Sette monaci nel cuore della tempesta
di ENZO BIANCHI
Tutto nella loro vita ci consente di affermare che non sono morti diversamente da come sono vissuti: in un incessante cammino di conversione, in un rinnovato dono di sé e della propria vita
La Stampa, 9 luglio 2008
Domenica scorsa Valerio Pellizzari su queste pagine ha proseguito la sua inchiesta, avviata con un’intervista a p. Armand Veilleux il 1° giugno, sulle circostanze ancora non chiarite dell’uccisione di sette monaci trappisti in Algeria, avvenuta più di dodici anni or sono. Il suo accurato lavoro fornisce un quadro abbastanza coerente e verosimile a una serie di notizie, ipotesi, dubbi e perplessità emerse a più riprese in questi anni in cui ben poco è stato fatto per giungere a una ricostruzione attendibile di quanto realmente accaduto.
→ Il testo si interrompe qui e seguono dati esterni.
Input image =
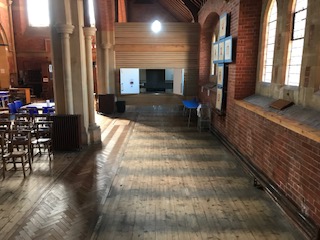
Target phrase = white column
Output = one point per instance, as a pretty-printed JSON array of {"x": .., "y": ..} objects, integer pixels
[
  {"x": 65, "y": 30},
  {"x": 94, "y": 130},
  {"x": 105, "y": 69}
]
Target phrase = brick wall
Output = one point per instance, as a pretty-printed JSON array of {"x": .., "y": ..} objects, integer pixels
[
  {"x": 289, "y": 160},
  {"x": 5, "y": 34}
]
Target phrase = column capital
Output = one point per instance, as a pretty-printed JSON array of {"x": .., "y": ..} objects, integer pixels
[
  {"x": 106, "y": 45},
  {"x": 89, "y": 31},
  {"x": 64, "y": 28}
]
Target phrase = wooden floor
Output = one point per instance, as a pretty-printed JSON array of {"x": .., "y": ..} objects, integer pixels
[{"x": 151, "y": 178}]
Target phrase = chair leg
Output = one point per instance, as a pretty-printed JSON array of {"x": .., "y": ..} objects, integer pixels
[
  {"x": 4, "y": 168},
  {"x": 23, "y": 169}
]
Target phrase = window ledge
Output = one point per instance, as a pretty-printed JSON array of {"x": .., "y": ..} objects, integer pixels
[{"x": 303, "y": 121}]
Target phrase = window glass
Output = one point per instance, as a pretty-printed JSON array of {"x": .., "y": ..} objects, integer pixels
[
  {"x": 297, "y": 42},
  {"x": 91, "y": 13},
  {"x": 212, "y": 64},
  {"x": 270, "y": 42},
  {"x": 38, "y": 13}
]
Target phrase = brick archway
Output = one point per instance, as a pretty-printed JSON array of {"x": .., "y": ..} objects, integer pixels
[{"x": 207, "y": 29}]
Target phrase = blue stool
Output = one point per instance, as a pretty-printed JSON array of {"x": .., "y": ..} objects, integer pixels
[
  {"x": 12, "y": 108},
  {"x": 47, "y": 110},
  {"x": 32, "y": 111},
  {"x": 18, "y": 104}
]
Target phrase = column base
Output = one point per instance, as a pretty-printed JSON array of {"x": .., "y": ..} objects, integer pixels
[{"x": 94, "y": 134}]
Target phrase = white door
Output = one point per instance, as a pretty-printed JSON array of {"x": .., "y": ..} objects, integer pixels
[
  {"x": 178, "y": 81},
  {"x": 129, "y": 81}
]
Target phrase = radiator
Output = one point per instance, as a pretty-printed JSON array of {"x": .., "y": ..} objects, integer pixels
[{"x": 66, "y": 132}]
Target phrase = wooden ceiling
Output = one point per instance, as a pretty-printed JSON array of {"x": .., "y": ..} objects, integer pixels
[{"x": 183, "y": 10}]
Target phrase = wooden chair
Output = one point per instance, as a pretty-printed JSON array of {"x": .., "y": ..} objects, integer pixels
[
  {"x": 5, "y": 125},
  {"x": 43, "y": 133},
  {"x": 4, "y": 151},
  {"x": 22, "y": 116},
  {"x": 18, "y": 150}
]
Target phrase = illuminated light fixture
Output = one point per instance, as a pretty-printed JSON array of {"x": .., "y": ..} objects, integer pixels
[{"x": 156, "y": 26}]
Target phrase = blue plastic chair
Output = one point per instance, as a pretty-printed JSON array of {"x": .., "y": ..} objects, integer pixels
[
  {"x": 33, "y": 111},
  {"x": 12, "y": 108},
  {"x": 18, "y": 104},
  {"x": 48, "y": 110}
]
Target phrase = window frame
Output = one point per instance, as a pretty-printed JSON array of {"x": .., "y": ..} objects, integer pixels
[
  {"x": 267, "y": 41},
  {"x": 291, "y": 68}
]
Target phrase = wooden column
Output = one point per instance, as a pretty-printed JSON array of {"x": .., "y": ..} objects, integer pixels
[{"x": 65, "y": 30}]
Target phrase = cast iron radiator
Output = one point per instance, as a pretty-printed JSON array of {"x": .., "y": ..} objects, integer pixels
[{"x": 66, "y": 132}]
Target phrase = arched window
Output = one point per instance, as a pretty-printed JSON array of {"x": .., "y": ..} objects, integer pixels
[
  {"x": 270, "y": 42},
  {"x": 38, "y": 13},
  {"x": 296, "y": 44},
  {"x": 91, "y": 13}
]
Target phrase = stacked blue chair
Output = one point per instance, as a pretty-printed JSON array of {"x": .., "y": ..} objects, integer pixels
[
  {"x": 32, "y": 110},
  {"x": 18, "y": 104},
  {"x": 48, "y": 110},
  {"x": 12, "y": 108}
]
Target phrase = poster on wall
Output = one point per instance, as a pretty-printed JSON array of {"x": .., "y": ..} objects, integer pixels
[
  {"x": 220, "y": 75},
  {"x": 221, "y": 51},
  {"x": 228, "y": 49},
  {"x": 219, "y": 99},
  {"x": 216, "y": 52},
  {"x": 223, "y": 26}
]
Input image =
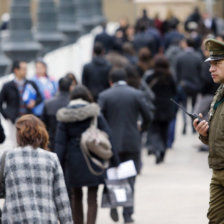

Anche all’interno della chiesa e tra quanti sono stati più vicini ai monaci uccisi vi sono due distinti atteggiamenti, entrambi comprensibili: da un lato il desiderio che anche la tragica morte dei monaci fosse vissuta in continuità con la loro testimonianza di vita: il dialogo con tutti, la vicinanza a quanti più hanno sofferto tra il popolo negli anni della sanguinosa guerra tra i «fratelli della pianura» (i militari e le forze di sicurezza agli ordini del governo algerino) e i «fratelli della montagna» (i militanti dei gruppi islamici armati), la preghiera e la mitezza per osare l’impossibile, il disarmo e la riappacificazione.